I worry about my grandchildren, surrounded by tech and the psychological impact of having ADD. That everything has to be NOW!
Being judged by others on Twitter or Facebook and the endless reality shows suggesting you too can be famous if only you were not so ordinary.

Ordinary !! indeed NOO we must never be that !!!

Digital divides are created to assume their own status, a must have for the next generation. If Mum and Dad hate it, it must be good for me. As todays children grow up and realise we are all being conned 24/7 their children are taken in by the hype and so on and so on. Each generation playing the same game as the previous and no one stops it. Governments and businesses all too busy making money from it to care about the harm its doing to us all as a species. We are devolving and we don't know it.


----------



## loserOlimbs (Jun 19, 2004)

Kids learn and use what works best for them, fast access to information, friends etc.

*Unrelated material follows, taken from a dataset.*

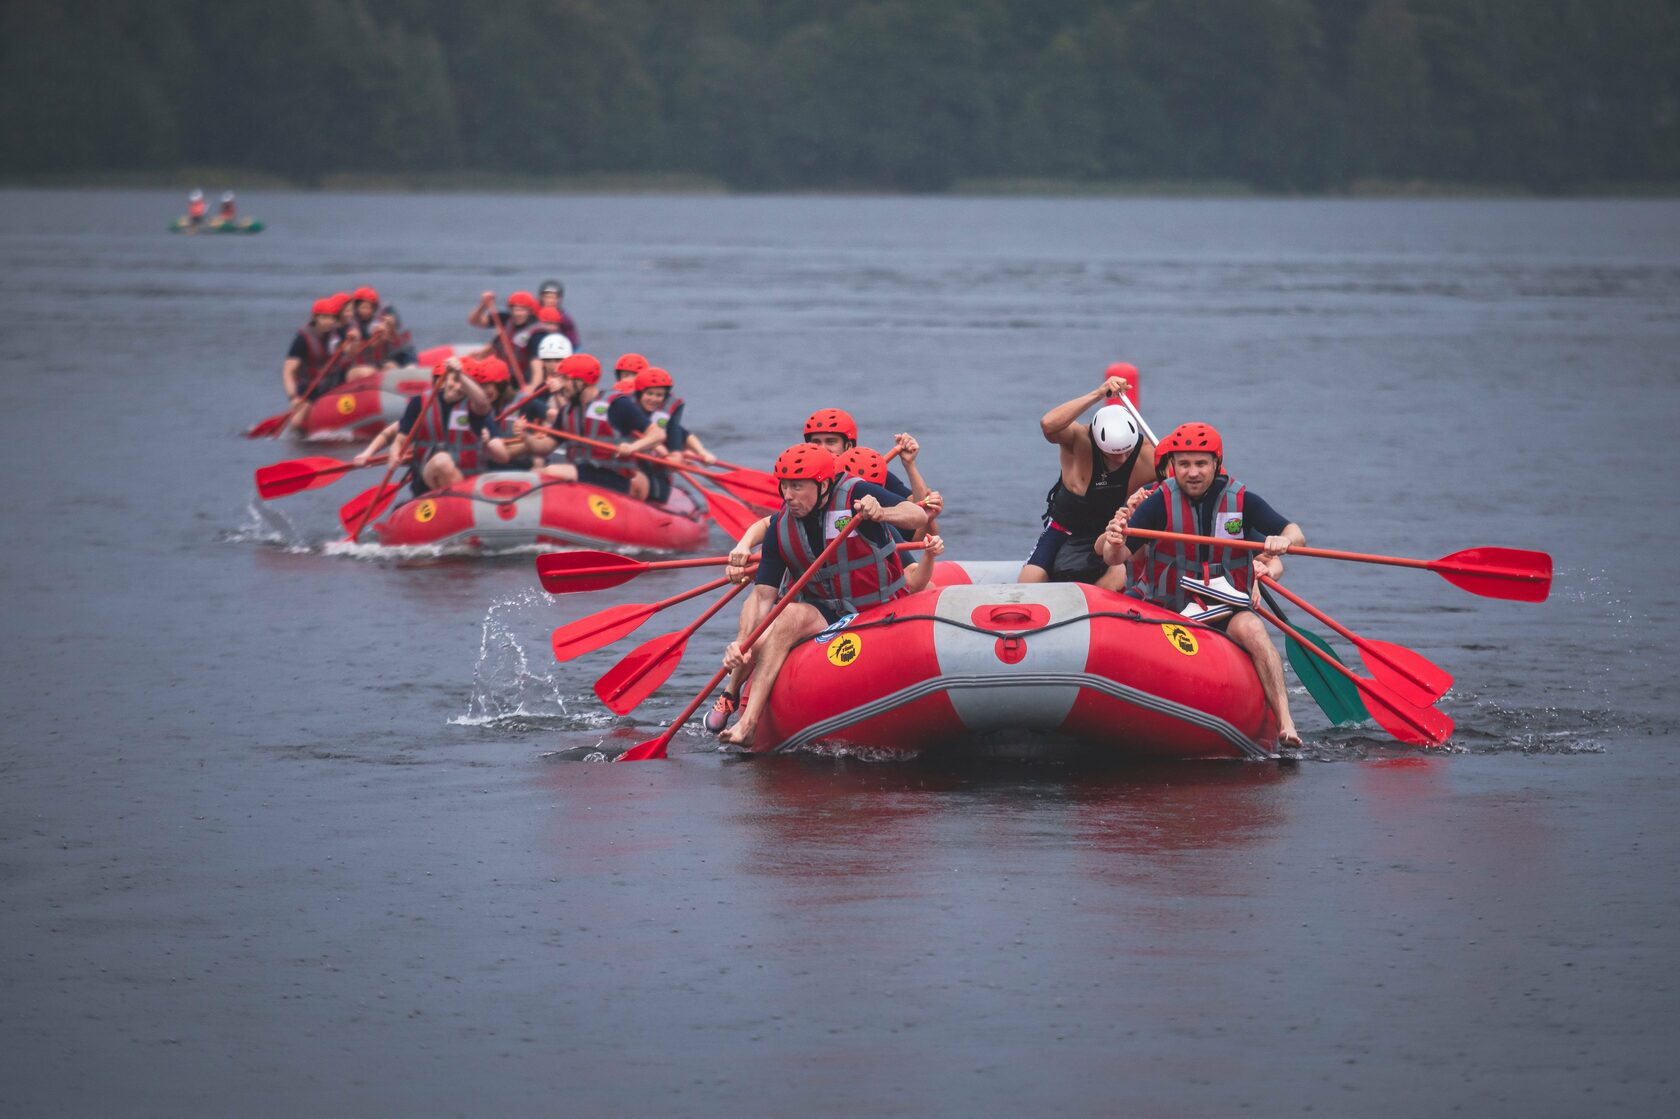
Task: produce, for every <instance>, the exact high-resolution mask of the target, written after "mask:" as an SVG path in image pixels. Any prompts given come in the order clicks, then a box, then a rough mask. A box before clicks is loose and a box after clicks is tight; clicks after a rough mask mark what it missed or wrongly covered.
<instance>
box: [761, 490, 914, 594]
mask: <svg viewBox="0 0 1680 1119" xmlns="http://www.w3.org/2000/svg"><path fill="white" fill-rule="evenodd" d="M860 484H862V482H860V481H858V479H855V477H852V475H847V477H843V479H840V481H838V482H835V486H833V491H832V492H830V494H828V504H827V506H825V507H823V544H828V541H832V539H833V538H835V536H838V534H840V529H842V528H845V523H847V521H848V519H852V516H853V512H852V501H853V497H852V491H855V489H857V487H858V486H860ZM776 551H780V553H781V561H783V563H785V565H788V581H790V583H791V580H795V578H798V576H800V575H803V573H805V570H806V568H810V566H811V565H813V563H816V553H815V551H811V541H810V536H806V533H805V526H801V524H800V519H798V517H795V516H791V514H790V512H788V507H786V506H783V509H781V512H780V514H776ZM902 593H904V565H902V563H900V561H899V549H897V548H895V546H894V543H892V539H890V534H889V539H887V543H885V544H879V546H877V544H872V543H870V541H869V538H865V536H860V534H858V533H852V534H850V536H847V538H845V543H843V544H840V551H838V553H837V554H835V556H833V558H832V559H830V561H828V563H825V565H823V566H822V570H820V571H818V573H816V575H815V578H811V581H810V583H806V585H805V590H803V591H801V593H800V596H801V598H805V600H813V598H815V600H820V602H825V603H830V605H832V607H835V608H838V612H840V613H855V612H858V610H862V608H864V607H874V605H879V603H884V602H890V600H894V598H897V596H899V595H902Z"/></svg>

I think the problem is more that us adults have a hard time breaking old habits to learn what our kids are into.


----------



## Mumbodog (Oct 3, 2007)

I think the younger generation should have to use a rotary dial phone for a month before getting any technology driven device.

Man would that make them mad grrrrrrrrrrr.










.


----------



## oksteve (Sep 14, 2008)

lol Mumbo, or dial up access to facebook hahahahaha


----------